A: We would like to clarify that MuLan would not degrade the realism of generated images compared to utilized base models. Since MuLan is training-free, the realism of generated images depends on the base models. To further show this, we include more visualization results comparing the realism between MuLan with SDXL and the original SDXL. Please see Appendix E in the revised manuscript. Moreover, as we illustrated in the human-agent interaction section (Fig. 4), users can easily adjust the generated images (e.g., size, shape, color, etc.) in practice, making the framework more flexible.

Q: Although qualitative results are emphasized, the absence of metrics such as generation speed or quantitative latency comparisons with baselines makes it difficult to assess MuLan’s practical efficiency.

A: We have included quantitative comparison of inference speed between MuLan and other one-stage methods in the original manuscript.
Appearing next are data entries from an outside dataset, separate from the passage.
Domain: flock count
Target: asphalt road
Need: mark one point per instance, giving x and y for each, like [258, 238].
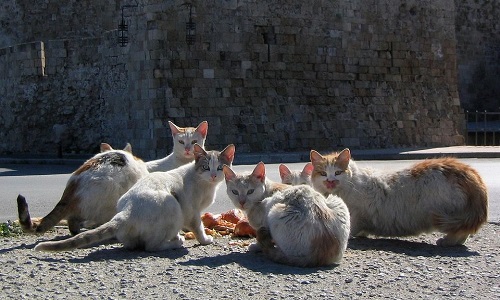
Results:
[42, 185]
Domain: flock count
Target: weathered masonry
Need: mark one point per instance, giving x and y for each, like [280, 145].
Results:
[266, 75]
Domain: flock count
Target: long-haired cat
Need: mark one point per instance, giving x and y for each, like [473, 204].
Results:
[91, 192]
[440, 194]
[151, 214]
[296, 177]
[295, 224]
[184, 139]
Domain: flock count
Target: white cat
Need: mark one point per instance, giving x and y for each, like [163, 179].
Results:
[184, 139]
[91, 192]
[435, 194]
[151, 214]
[295, 224]
[296, 177]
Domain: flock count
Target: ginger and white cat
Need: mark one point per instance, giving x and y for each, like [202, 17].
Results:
[91, 192]
[295, 224]
[184, 139]
[153, 212]
[296, 177]
[441, 194]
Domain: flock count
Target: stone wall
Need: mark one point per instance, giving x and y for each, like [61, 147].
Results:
[267, 75]
[478, 37]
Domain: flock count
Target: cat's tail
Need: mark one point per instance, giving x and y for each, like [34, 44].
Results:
[25, 221]
[475, 213]
[87, 238]
[59, 212]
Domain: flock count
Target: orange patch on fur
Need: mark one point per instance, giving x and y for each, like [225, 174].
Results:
[471, 184]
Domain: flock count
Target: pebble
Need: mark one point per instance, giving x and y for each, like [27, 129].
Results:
[372, 268]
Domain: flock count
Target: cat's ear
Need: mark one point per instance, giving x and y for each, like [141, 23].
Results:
[316, 157]
[260, 172]
[105, 147]
[228, 173]
[344, 158]
[228, 153]
[202, 129]
[128, 148]
[308, 168]
[175, 130]
[284, 171]
[198, 152]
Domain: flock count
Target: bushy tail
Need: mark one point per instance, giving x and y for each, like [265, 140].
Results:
[475, 212]
[99, 234]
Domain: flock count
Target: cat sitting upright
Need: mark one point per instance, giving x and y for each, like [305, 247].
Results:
[184, 139]
[441, 194]
[91, 192]
[295, 224]
[151, 214]
[296, 177]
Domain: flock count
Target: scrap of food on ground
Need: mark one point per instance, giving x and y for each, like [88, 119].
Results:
[231, 223]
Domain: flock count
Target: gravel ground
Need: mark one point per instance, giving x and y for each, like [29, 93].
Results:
[411, 268]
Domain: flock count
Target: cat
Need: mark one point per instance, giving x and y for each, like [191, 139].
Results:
[295, 225]
[91, 192]
[183, 138]
[296, 177]
[439, 194]
[153, 212]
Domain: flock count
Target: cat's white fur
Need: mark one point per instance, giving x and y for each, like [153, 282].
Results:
[184, 139]
[295, 224]
[296, 177]
[91, 192]
[153, 212]
[433, 195]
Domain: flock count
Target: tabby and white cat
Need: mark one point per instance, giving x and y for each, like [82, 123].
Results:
[151, 214]
[441, 194]
[296, 177]
[184, 139]
[295, 224]
[91, 192]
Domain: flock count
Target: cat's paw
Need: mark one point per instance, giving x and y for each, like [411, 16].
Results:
[254, 247]
[206, 240]
[450, 242]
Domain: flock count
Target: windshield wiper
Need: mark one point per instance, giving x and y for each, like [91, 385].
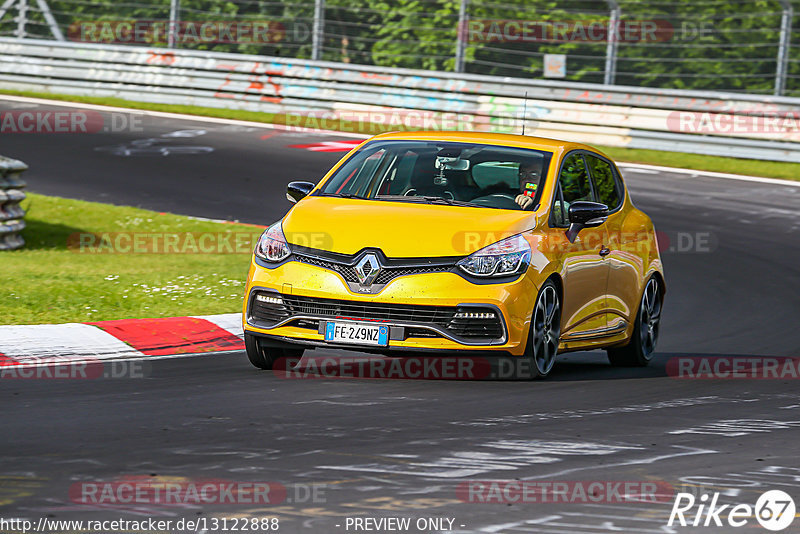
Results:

Please see Figure 13 in Appendix N for details. Although the inference time of MuLan increases as the number of objects increases, it can achieve much better image-prompt alignment.

Q: How efficient is MuLan, particularly as the number of objects increases in the prompt?

A: We have included quantitative comparison of inference speed between MuLan and other one-stage methods in the original manuscript. Please see Figure 13 in Appendix N for details. Although the inference time of MuLan increases as the number of objects increases, it can achieve much better image-prompt alignment.